Soon I am of the Mind of the Fearful and Powerless Child.
The sadness and grief are so overwhelming that there are these moments when I am so submerged that I am convinced that this time I will drown.
I do not.
This past weekend, what saved me?
Teaching what I needed.
That has never meant more to me ever before in my life. How true it is -- the Saving Grace of Teaching what we Need.
I had to show up to a Kundalini Yoga & Movement class. If anything, I am someone compelled very strongly by obligation. But I did not have a clue as to how I would make it through this class.
I started by simply going through the motions, because that was all I had access to. And then...I followed an intuition to do something slightly different. I did it, and before I knew it, the stuff coming out of my mouth about our Heart Centers was exactly the medicine that I needed.
I could feel the Poison washing out of my, pouring out of me, as my Heart expanded and my teachings just flowed.
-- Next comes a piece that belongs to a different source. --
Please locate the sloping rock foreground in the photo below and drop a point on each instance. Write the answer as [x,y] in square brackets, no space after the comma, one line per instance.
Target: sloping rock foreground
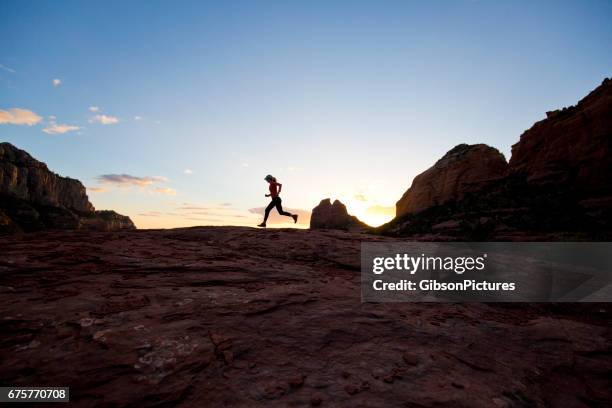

Toward the end, as I continued to just follow those intuitions, to be guided, I led some pranayama with imagery and I was open enough to receive some Wisdom that I desperately needed.
Wisdom that, without Kundalini yoga, I would never have been open enough to hear. Wisdom that was so crystal clear that I knew it came from something much larger than me, this little me that still gets confused, that is still suffering, that is Existentially Injured (to borrow a wonderful phrase) but has had enough glimpses of her True Self -- thanks to Dance and Yoga -- that I keep going, working toward that Emerald Green Light that is never gone, only clouded over.